The Lord tells us what Israel was thinking when they, “bowed before the Most High God?” They were thinking they could surely make up for their guilt with a few burnt offerings, if necessary even a thousand offerings, millions of dollars, or even the blood of their own child. Yet, God demonstrates with the contrast in V. 8 that this was not doing justly, loving mercy, nor walking humbly with their God, your God. This is in fact blatant arrogance that thinks we can use treasures which the LORD Himself owns, gave to us to manage for Him, yet then present them back to Him thinking He can be bought off with them. – Arrogance to think that the punishment of some animal or even our child can make up for our guilt rather than adding to it.

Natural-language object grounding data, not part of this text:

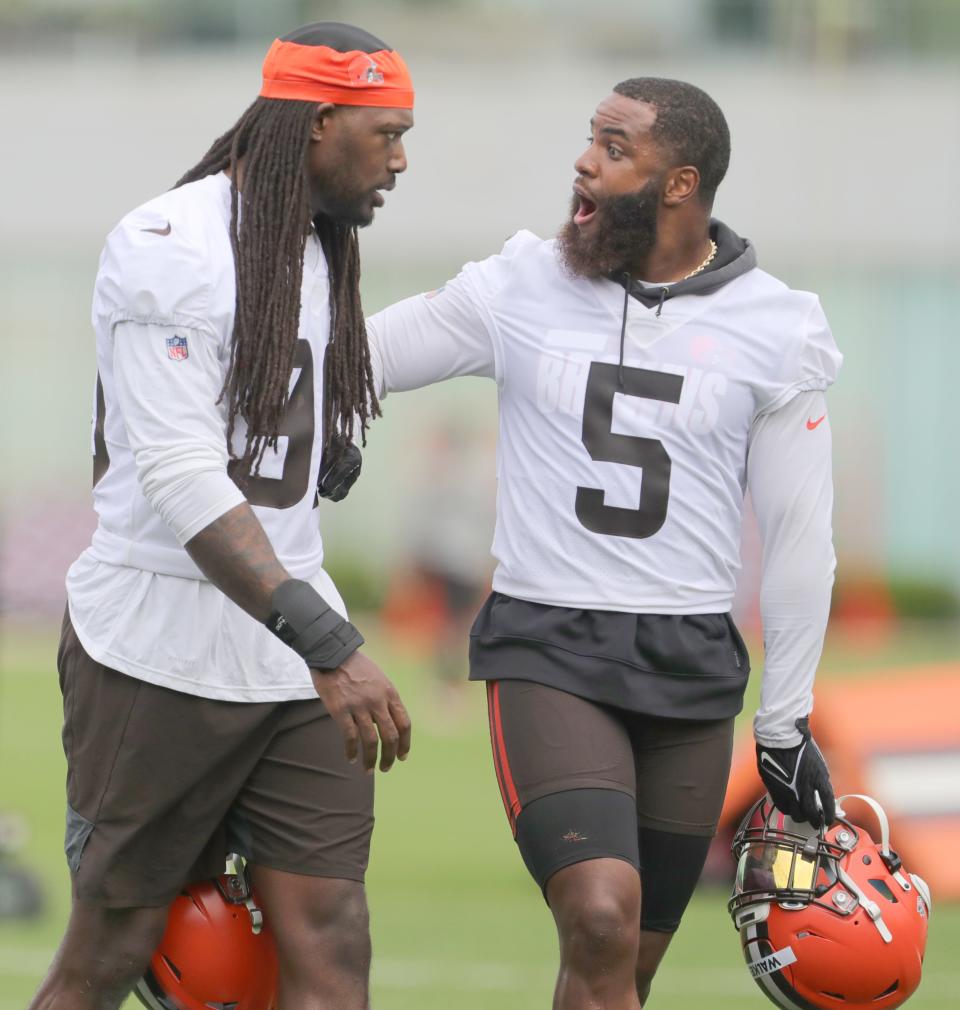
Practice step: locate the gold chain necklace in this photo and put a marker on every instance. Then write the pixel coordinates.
(705, 264)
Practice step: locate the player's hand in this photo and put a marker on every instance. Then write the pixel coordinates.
(368, 710)
(798, 780)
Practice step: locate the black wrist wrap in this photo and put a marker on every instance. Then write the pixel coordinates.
(305, 621)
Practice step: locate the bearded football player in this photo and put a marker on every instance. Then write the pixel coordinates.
(650, 374)
(215, 698)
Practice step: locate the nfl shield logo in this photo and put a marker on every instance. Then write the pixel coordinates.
(177, 348)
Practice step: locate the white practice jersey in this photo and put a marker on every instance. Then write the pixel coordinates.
(163, 313)
(613, 495)
(621, 482)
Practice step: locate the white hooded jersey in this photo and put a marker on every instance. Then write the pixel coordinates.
(619, 487)
(163, 314)
(621, 473)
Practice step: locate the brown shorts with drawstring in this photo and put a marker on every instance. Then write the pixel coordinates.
(161, 786)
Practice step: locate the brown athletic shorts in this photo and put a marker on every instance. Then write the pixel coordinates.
(162, 785)
(582, 781)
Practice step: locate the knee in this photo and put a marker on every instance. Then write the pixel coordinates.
(599, 930)
(327, 932)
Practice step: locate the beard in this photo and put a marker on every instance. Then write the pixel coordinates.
(624, 231)
(342, 201)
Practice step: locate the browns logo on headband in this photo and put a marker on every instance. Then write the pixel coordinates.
(337, 63)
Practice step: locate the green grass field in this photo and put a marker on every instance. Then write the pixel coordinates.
(457, 923)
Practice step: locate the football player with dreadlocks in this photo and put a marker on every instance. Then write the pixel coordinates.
(649, 373)
(215, 698)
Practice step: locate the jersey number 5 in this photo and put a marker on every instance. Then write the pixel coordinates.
(606, 446)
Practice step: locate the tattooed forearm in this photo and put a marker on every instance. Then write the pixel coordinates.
(235, 556)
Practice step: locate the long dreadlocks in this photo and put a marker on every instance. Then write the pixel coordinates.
(269, 239)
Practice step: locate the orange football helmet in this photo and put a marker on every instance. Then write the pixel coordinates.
(216, 951)
(827, 918)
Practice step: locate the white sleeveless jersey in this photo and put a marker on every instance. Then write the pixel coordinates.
(163, 313)
(620, 486)
(169, 265)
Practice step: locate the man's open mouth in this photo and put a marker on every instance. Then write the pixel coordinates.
(586, 209)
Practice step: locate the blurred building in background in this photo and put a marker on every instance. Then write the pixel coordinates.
(846, 135)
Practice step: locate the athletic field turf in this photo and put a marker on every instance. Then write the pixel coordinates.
(456, 921)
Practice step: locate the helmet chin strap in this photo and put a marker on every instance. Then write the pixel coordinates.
(890, 860)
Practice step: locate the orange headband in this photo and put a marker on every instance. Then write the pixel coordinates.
(321, 74)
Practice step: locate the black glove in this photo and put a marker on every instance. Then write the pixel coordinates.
(340, 468)
(795, 777)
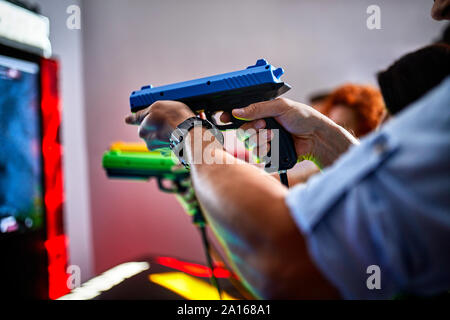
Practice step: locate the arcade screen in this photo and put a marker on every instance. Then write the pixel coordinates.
(21, 186)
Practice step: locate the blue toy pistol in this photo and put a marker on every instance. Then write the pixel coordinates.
(226, 92)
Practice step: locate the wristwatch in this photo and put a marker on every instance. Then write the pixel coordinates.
(179, 134)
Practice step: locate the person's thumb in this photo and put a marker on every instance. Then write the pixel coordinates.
(260, 110)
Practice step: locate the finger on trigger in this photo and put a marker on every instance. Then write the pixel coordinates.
(225, 117)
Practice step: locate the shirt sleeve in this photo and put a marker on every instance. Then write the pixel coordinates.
(364, 230)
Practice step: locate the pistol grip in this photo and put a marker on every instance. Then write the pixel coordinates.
(287, 156)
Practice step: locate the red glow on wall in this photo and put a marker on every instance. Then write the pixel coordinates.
(194, 269)
(54, 193)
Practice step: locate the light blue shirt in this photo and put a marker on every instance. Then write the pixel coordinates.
(385, 202)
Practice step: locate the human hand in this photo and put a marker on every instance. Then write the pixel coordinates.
(313, 133)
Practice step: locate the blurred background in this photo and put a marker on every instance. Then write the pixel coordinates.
(123, 45)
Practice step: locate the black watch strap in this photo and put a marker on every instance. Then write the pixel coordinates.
(179, 134)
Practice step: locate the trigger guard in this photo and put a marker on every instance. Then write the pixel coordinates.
(235, 123)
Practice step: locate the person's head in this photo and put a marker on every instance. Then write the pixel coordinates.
(441, 10)
(413, 75)
(317, 100)
(358, 108)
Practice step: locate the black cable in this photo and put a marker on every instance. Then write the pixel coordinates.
(283, 178)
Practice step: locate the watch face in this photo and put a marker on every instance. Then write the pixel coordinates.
(177, 136)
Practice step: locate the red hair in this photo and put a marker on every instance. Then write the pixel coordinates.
(365, 100)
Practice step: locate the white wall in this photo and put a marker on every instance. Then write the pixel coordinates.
(67, 47)
(131, 43)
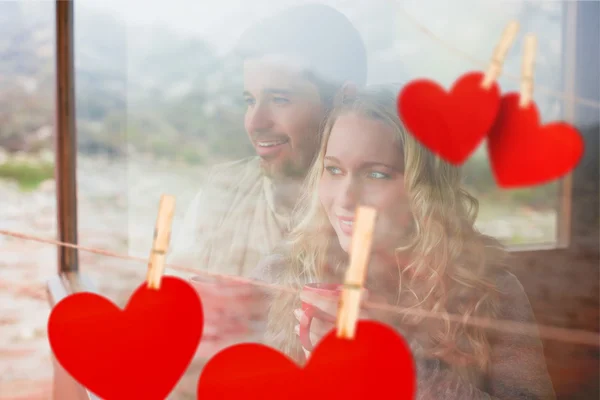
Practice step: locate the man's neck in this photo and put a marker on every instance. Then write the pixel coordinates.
(286, 192)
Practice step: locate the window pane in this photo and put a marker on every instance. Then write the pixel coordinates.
(27, 198)
(160, 102)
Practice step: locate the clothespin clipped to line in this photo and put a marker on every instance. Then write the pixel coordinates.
(495, 68)
(160, 244)
(352, 290)
(527, 71)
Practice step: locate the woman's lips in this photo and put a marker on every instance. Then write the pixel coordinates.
(346, 225)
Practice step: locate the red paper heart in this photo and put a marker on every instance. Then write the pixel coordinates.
(137, 353)
(523, 153)
(450, 124)
(377, 364)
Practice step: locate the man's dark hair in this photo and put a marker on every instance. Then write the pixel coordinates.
(321, 36)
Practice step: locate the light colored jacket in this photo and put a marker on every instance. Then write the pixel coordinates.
(232, 223)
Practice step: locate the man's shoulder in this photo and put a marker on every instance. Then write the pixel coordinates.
(234, 172)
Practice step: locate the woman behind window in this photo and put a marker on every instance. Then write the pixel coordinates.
(426, 255)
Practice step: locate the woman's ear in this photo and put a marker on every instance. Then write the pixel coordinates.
(347, 91)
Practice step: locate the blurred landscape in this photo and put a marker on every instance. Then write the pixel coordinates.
(148, 91)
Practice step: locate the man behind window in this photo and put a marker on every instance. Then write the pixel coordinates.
(296, 63)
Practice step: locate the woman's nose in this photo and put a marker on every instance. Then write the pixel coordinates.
(349, 195)
(258, 118)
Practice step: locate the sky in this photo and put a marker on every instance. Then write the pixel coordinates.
(206, 17)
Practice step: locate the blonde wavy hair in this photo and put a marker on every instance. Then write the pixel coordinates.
(444, 264)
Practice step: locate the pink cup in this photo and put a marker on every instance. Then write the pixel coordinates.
(331, 290)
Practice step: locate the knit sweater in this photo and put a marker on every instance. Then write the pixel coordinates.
(517, 369)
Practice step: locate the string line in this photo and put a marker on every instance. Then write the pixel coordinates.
(466, 56)
(573, 336)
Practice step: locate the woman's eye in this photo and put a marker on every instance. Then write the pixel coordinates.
(379, 175)
(333, 170)
(280, 100)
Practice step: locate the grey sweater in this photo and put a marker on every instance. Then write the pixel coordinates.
(517, 369)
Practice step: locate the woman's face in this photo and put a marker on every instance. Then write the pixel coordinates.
(363, 165)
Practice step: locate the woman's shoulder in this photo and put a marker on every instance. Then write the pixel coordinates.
(269, 268)
(514, 302)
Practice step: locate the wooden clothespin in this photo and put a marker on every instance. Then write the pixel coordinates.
(495, 68)
(527, 71)
(352, 290)
(160, 245)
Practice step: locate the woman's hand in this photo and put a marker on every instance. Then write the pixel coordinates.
(319, 326)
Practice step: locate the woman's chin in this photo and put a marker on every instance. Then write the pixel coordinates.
(344, 241)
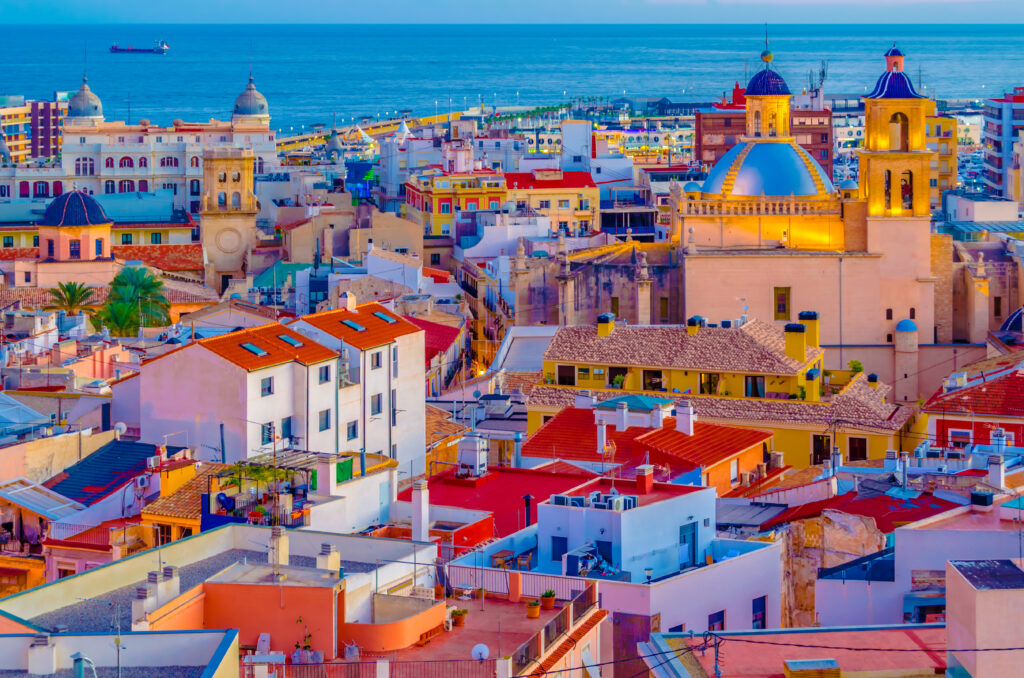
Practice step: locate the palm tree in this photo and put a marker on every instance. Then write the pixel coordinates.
(138, 287)
(73, 298)
(120, 316)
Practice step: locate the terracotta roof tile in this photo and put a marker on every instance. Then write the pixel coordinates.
(272, 349)
(757, 347)
(376, 332)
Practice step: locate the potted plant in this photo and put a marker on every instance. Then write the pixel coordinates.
(459, 617)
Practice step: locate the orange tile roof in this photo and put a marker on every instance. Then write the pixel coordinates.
(267, 338)
(376, 331)
(172, 256)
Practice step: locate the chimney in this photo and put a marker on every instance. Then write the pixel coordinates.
(622, 416)
(645, 479)
(421, 511)
(278, 553)
(996, 474)
(809, 319)
(528, 500)
(796, 341)
(329, 558)
(685, 417)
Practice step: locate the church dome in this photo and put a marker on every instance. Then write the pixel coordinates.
(76, 208)
(84, 103)
(760, 167)
(251, 102)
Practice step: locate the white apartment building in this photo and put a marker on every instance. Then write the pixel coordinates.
(102, 157)
(385, 356)
(246, 393)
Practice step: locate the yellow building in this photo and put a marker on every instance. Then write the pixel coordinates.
(941, 136)
(433, 198)
(569, 199)
(754, 376)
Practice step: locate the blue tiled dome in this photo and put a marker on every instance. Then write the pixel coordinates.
(766, 82)
(769, 168)
(74, 209)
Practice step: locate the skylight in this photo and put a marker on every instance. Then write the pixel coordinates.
(254, 349)
(354, 326)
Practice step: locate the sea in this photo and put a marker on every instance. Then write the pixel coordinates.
(313, 74)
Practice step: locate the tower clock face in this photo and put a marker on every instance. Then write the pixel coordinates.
(228, 241)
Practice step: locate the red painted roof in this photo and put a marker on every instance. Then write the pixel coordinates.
(571, 179)
(889, 512)
(500, 492)
(173, 256)
(376, 332)
(437, 338)
(1001, 396)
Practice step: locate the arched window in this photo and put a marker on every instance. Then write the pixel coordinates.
(899, 130)
(906, 189)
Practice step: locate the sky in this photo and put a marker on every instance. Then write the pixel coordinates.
(519, 11)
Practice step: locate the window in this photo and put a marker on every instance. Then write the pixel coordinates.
(758, 608)
(781, 297)
(856, 450)
(709, 383)
(559, 545)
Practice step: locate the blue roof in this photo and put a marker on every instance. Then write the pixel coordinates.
(766, 82)
(894, 85)
(75, 208)
(906, 325)
(104, 471)
(634, 403)
(770, 168)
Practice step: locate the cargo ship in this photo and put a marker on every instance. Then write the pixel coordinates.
(160, 47)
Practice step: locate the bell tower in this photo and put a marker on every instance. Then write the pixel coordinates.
(227, 213)
(895, 164)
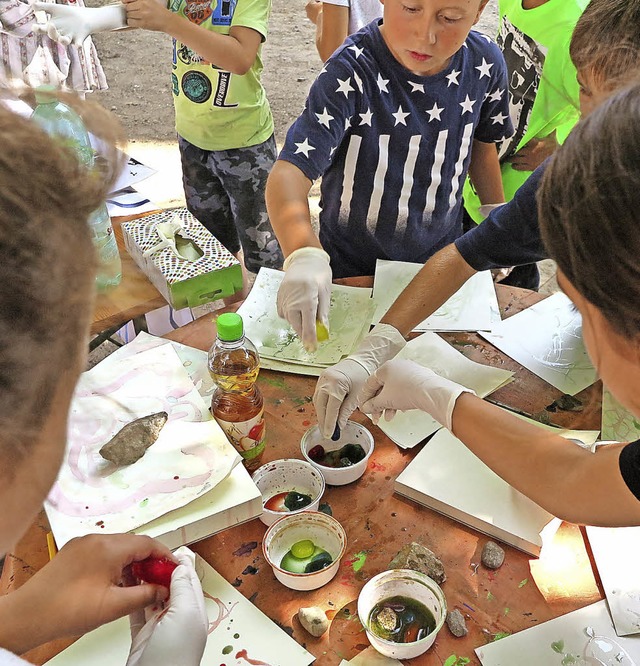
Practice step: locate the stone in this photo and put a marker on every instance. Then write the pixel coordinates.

The violence of the college protests is a sad illustration that our very claims of doing justice often end not doing justly, loving mercy, nor walking humbly with our God. How well do we do with those three? How often do we think more about sinful desires than being holy to the Lord in thankfulness to Jesus? How often do we think more about defending ourselves than others? How often do we dwell more on other people’s faults than our own? How often are we unwilling to forgive even as Christ has forgiven us? How often do we think more about getting even than about praying for those who have harmed us? How often do we boast more about what I have done than what Jesus has done for me? How often do want to cry out: “My life is my own; I will rise up for my view of justice?” How often do we even resent (2:6) the warnings that we are by nature rebels, guilty of treason, putting ourself on God’s throne?

Yet despite such insurrection, how easily we can fall into that self-righteous trap of thinking, “Look at all I have done, surely God owes me something.” Surely there must be an opening for a plea bargain on the basis of ignorance, undue duress, or even temporary insanity. But in the previous verses the Lord throws every such plea down the sewer with the rest of the excrement. The Lord reminds us how He has surrounded us with His love washing us from our sin in His own blood, covered us with His righteousness His obeying every will of God in our place, and carried us through every trial sustaining us with His loyal mercy. Every sin denigrates His love. Every thought of a plea bargain mocks His justice and mercy. These are all an absolute failure to do justly, love mercy, and walk humbly with our God.

But Jesus did justly, He did all God’s will justly in our place. Jesus Christ is the only one who can say of every action and thought: “I have done justice, Father, loved Your Mercy and walked humbly with You.” He loved mercy to the ultimate point of giving His blood to redeem us from sin, death, and the power of the devil. Yet the Father laid on Him the iniquity of us all. Jesus walked on to the cross in the ultimate humility so He can say to you, “The payment for your sin is finished. You are forgiven. The Father has credited the world, and so you, with my righteousness so you are the holy child of God and heir of paradise.” In Christ, we stand before God as His holy perfect children who have done justly, loved mercy, and walked humbly with our God. And still daily Jesus humbly walks with you to bear you up in your weakness and mercifully cleanse your sin. And so, calls you in thankful love to hold His saving righteousness emblazoned on your heart so every stanza of your life is a doxology of love for His mercy: “I am an ungodly sinner, but Jesus loves me so much He stretched out His arms and died for me.” So, every stanza is a thankful striving v.8 to do justly, to love mercy, and to walk humbly with your God? So, every stanza is a triumphal proclamation, “My life is the LORD’s. I will rise up and live for Him.” Amen. To God alone be glory.